Chandwani stated that incorporating BESS can substantially mitigate DSM exposure by stabilizing output; however, it will significantly increase capital costs by up to 20%–25%. “Legally, if regulators or distribution companies make BESS mandatory, the obligation may be treated as a ‘Change in Law’ under existing PPAs, allowing developers to seek compensation or tariff adjustment. The legal classification of such mandates will be crucial to determine who bears the cost of compliance.
Hybrid Solutions
Maddhesia noted that wind-solar hybrid solutions can help balance generation across time blocks and reduce variability.
He stated that, with proper forecasting and aggregation implemented and leveraging geographical diversity, a hybrid power project could also reduce the need for BESS integration; however, it faces some limitations.

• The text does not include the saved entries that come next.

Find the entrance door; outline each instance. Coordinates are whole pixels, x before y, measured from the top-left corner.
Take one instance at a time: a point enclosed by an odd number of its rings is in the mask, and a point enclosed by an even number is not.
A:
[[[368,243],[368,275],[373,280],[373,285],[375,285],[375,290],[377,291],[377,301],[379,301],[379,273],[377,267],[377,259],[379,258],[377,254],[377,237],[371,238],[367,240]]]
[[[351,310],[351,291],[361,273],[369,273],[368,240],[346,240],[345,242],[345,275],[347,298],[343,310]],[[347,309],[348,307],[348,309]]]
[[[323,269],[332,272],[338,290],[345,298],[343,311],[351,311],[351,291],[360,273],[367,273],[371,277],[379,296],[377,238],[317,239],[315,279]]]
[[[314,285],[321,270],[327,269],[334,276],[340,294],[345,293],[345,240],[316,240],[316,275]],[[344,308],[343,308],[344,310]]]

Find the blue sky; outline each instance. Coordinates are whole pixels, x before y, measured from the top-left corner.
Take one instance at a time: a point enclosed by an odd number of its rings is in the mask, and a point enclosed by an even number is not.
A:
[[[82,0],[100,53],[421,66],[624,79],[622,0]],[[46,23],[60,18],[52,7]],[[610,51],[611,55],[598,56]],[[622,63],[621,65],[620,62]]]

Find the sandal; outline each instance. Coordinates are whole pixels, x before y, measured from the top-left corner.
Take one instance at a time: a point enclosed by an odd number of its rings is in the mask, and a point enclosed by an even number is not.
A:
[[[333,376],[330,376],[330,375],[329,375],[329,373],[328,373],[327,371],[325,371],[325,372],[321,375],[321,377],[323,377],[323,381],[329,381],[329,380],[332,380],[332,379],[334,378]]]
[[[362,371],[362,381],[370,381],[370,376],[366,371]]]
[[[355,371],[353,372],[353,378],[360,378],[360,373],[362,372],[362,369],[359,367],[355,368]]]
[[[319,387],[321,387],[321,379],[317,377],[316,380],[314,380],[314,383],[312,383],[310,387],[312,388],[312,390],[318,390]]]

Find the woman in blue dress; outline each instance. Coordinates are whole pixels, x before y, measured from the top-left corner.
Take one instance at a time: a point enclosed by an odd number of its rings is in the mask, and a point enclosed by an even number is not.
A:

“In high-penalty zones or for grid-critical projects, BESS may still be necessary to meet DSM compliance reliably. For most renewable sites, a combination of hybrid projects (solar and wind), accurate forecasting, aggregation of multiple plants, and AWS-based solutions can reduce or even eliminate the need for large BESS. However, if the goal is to completely avoid DSM charges, especially during evening demand peaks or long periods of low wind and solar generation, some battery storage remains the most reliable option,” said Maddhesia.
Nair said that hybrid solutions alone cannot help developers adjust to DSM band tightening, but integrating BESS with solar-wind hybrid power projects would help them tackle it.
Chandwani said that wind-solar hybrid projects naturally balance generation profiles and may reduce the need for BESS; however, developers should ensure that hybrid capacity and forecasting are distinctly approved and recorded in scheduling to avoid regulatory ambiguity during DSM computation.
Reduction of Curtailment
Project developers argue that tighter DSM tolerance demands could indirectly help reduce curtailment and encourage power generators to improve their scheduling accuracy, resulting in smoother, grid-friendly generation patterns that are easier for the system operator to manage.
Recently, Mercom India had reported about large-scale curtailments in wind and solar projects in Rajasthan and Gujarat.
Chandwani commented that if developers maintain DSM compliance, any curtailment beyond grid safety reasons could be contested as a breach of the “must-run” status of renewable projects. “Improved predictability may empower developers in future regulatory or judicial challenges against unjust curtailments.”
Nair argued that while regulators are trying to reduce intermittency and avoid curtailing renewables, grid regulators need to amend their forecasting and scheduling processes.
He suggested reducing forecasting and scheduling from 15-minute time blocks to 5-minute time blocks. He added that the Intraday revisions must also be revised from the 3rd and 4th time blocks, rather than the 7th and 8th time blocks.